What you describe might be an indication of a bug. Would you care to submit a bug report with steps to reproduce? Thanks.


Took me a while to reproduce, but I can upload a sample project that allows for reproduction. I'm not going to submit a bug report quite yet as I have found a way to make this work. However - it doesn't seem to be expected behavior, so I'll summarize my findings.

Given a root node with code that uses some indirect inference (i.e. inference that is not resolved via a single equation), I run this on a root:

root.descendants.forEach({~it => System.out.println(it.concept + " : " + it.type); }); 

TypeCheckingContext checkingContext = TypeContextManager.getInstance().createTypeCheckingContext(root); 

root.descendants.forEach({~it => System.out.println(it.concept + " : " + it.type); }); 
System.out.println("AFTER2:"); // Equivalent to the previous line
root.descendants.forEach({~it => System.out.println(it.concept + " : " + TypeChecker.getInstance().getTypeOf(it)); }); 

System.out.println("USING CONTEXT"); 
root.descendants.forEach({~it => System.out.println(it.concept + " : " + checkingContext.typeOf(it)); });

In the section of code where we need access to types, we are using the `node.type` form (enabled by the typesystem language). Seeing as how the TypeChecker is singleton (along with most of the objects in the type engine), I would expect the same results using `node.type` as I get from the IDE. (i.e. "cmd + shift + t" on a node). However, this isn't the result - the "AFTER" and "AFTER2" both print types w/ var names like "a" or "p1".

When I added the last loop, the one that uses the checking context that I created to run the type checking, I receive the correct answer.

When viewing the source for `TypeContextManager`, it seems that the various types of `TypeCheckingContext`s are created by passing in the singleton TypeChecker. This would lead me to believe that I'd get the same result when using `node.type`. Apparently this assumption is wrong :)

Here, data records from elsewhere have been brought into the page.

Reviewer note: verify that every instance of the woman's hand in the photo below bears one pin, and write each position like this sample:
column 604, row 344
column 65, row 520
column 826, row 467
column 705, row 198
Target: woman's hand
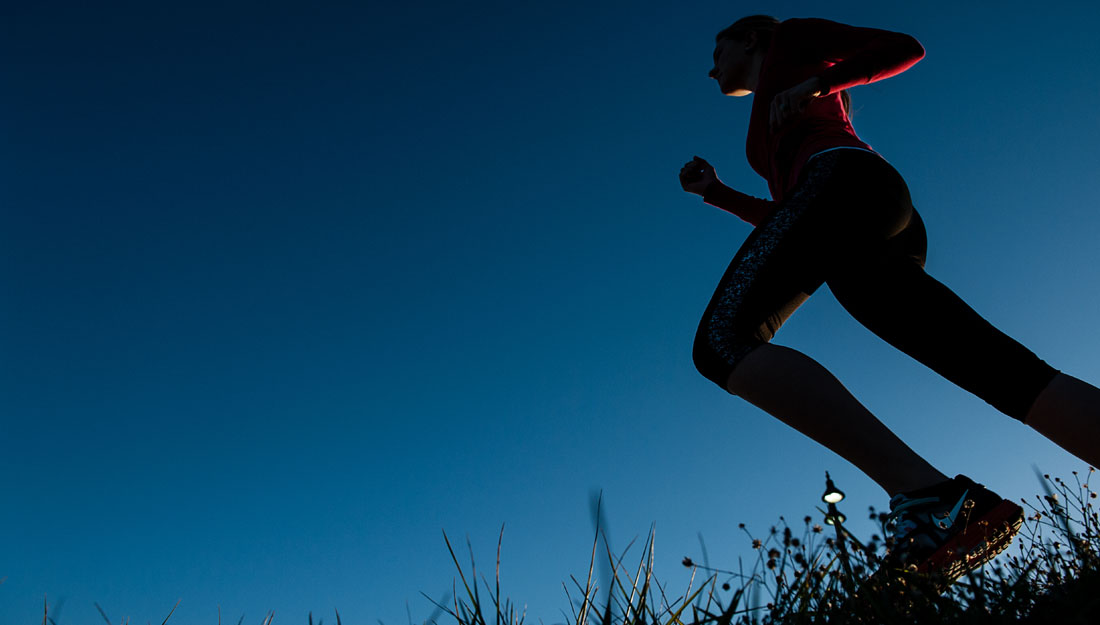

At this point, I'm mainly curious as to how this all operates behind the scenes, and if I need to replace all of the `node.type` style calls with `someTypeCheckingContext.typeOf(x)` and pass the TypeCheckingContext through my program. I'm not even sure if calling `typeOf` is valid, given that the intent of this class seems to be to run type checking, not inspect types after checking has finished.


First, let me check if I understand the problem correctly. You are saying that the types reported right after the "INITIAL" mark are correct, but after a typechecking context has been created they fail to be computed? That would indeed be strange, and I would definitely want to look into it. 

However, the issue with types being "incomplete" on executing a .type operation is a well-known issue: a single node being typechecked in isolation may produce an incomplete result, as the typechecker operates without all the necessary information. This may be related to as "local typechecking", and the type system has some (rudimentary) support for dealing with it. 

When the root has been checked within a typechecking context, all further calls to .type are simply table lookups, and the types should be complete, given the correct type inference rules. To avoid having to handle the context directly, the class `TypeContextManager` provides helper methods 'runTypeCheckingAction()` and the like. One has to pass an instance of `ITypeContextOwner`, which can be the default one. All calls to .type originating from within this computation will make use of the typechecking context created and managed internally. 


Thanks for the reply - I wanted to note that I sent some additional information (and a sample project) to you on the MPS slack.


Yes, thanks for that, I'll take a look at it later.